Доклад председателя общества Г. Ионина
"Практика самогоноварения".
Вход по членским билетам. Рюмки и приборы приносить с собой.
Речь Викниксора, посвященная генеральной чистке школы, на ребят не произвела никакого впечатления. И сказана-то она была наспех, торопливо, и в конце обеда — и поэтому сразу и забылась. Никто во всей Шкиде не думал, что халдеи серьезно готовят наступление.
Два налета — на верхнюю и нижнюю уборную — были произведены одновременно. Наверху удачи не было. С коридора кто-то успел крикнуть "зеке", кто-то, не растерявшись, перерезал провода, и в темноте карты, шпалеры и ножи побросали в стульчаки и залили водой.
Внизу шла крупная и азартная игра. Банк держал Голый Барин; играли: Арбуз, Женька и Душка. При появлении халдеев они успели бросить карты; Голый Барин, который стоял спиной к дверям, был схвачен прямо с колодой в руках. При обыске у него нашли нож, шпалер и банку с порохом. Потом шкидца отпустили, а обо всем происшествии пошли докладывать Викниксору.
"А чорт с ней, с запоркой! — думал, сидя в классе, Голый. — Пятым разрядом отгавкаюсь; месяц на улицу не пустят!
Голый ошибался.
Через несколько минут в класс пришел Викниксор.
— Ребята! — хмурясь сказал он. — В вашем классе есть преступники, картежники — майданщики. Ты, — обратился он к Голому, — сейчас пойдешь домой. Мне рецидивистов и атаманов не нужно… Убирайся сейчас же из школы и не задерживайся!
— Мне некуда идти.
— Домой.
— У меня нет дома…
— К матери…
— У меня нет матери.
Викниксор приподнял брови:
— У тебя есть мачеха.
— Она не примет меня к себе.
— Нас это не касается… Мы преступников в школе держать не можем.
— Мне некуда идти, Виктор Николаевич.
— Виктор Николаевич, — заговорил Иошка: — ему верно некуда идти. Нельзя же выгонять, ведь ещё зима, куда же он пойдет?..
— а о чём он думал, картежничая… Вы со своим тюремным товариществом только разлагаете школу. Тебе говорят, — крикнул Викниксор: — уходи! Слышишь?
— Куда же? — криво и сдерживаясь, чтобы не всхлипнуть, спросил Голый. — Куда же идти? Воровать? В Фонтанку с Калинкина моста?..
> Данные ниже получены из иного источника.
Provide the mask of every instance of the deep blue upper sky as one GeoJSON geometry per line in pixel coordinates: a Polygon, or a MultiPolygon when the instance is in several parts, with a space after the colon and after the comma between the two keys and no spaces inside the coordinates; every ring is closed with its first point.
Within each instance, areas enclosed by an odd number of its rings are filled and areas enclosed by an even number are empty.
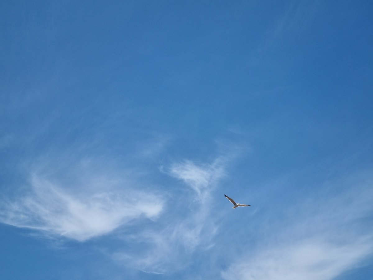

— А это твое дело… Можешь с Калинкина, можешь с Обводного.
Когда железная проржавленная калитка, прогрохотав, закрылась за спиной, и холодный февральский ветер, засвистав, закрутился по темному иссугробленному переулку, подумалось: "Куда идти?"
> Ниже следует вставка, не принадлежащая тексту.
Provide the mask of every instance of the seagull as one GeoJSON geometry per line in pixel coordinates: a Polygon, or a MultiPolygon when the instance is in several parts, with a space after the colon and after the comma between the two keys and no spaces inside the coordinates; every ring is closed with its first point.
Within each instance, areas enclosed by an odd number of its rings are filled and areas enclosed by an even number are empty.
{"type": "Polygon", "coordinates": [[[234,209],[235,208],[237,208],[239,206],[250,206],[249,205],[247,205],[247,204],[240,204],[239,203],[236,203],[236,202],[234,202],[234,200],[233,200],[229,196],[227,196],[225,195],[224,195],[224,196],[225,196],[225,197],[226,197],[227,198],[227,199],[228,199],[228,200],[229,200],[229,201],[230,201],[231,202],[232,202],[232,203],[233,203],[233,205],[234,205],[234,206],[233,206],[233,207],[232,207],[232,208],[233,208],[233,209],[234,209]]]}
Голый спрятал руки в рукава пальто, стоял, прислонясь в стенке дома, думал:
Куда идти?
В ночлежку — уже было поздно. И потом у него оставалось только тринадцать копеек денег; остальные были отобраны при обыске в уборной…
Шкидец поежился в споем легком пальтеце и медленно пошел вперед…
Магазины и лавки уже были закрыты. Порошивший снег летел на лицо сухой и непрерывной завесой. Блестящие фонари упирались в темноту конусом света. Был ветер, вечер, мороз. Улица быстро пустела.
Голый Барин прошел по Садовой до Покровского рынка и свернул там к Екатерининскому каналу. Он чувствовал, что коченеет, и шел быстрей и быстрей, пока не побежал… У Аларчина моста остановился, обессиленный и неприятно вспотевший. Он постоял немного, передохнул и повернул обратно. Но опять ветер и холод заставили ускорить шаг и побежать.
Он бегал взад и вперед по улицам, останавливался, тёр уши и нос и не заметил, как снова очутился недалеко от Шкиды.
Ворота уже были заперты. Голый перелез забор со стороны переулка и тихонько пошел по двору. Школа спала, и все было заперто.
Голый поднялся по лестнице на самый верх и, свалившись на площадке у дверей чердака, заснул усталым и тяжелым сном.
Сашкец, сменившись с дежурства, пообедал, выспался, сходил в кино и, встретив там дядю Колю, просидел с ним до двенадцати часов в пивной.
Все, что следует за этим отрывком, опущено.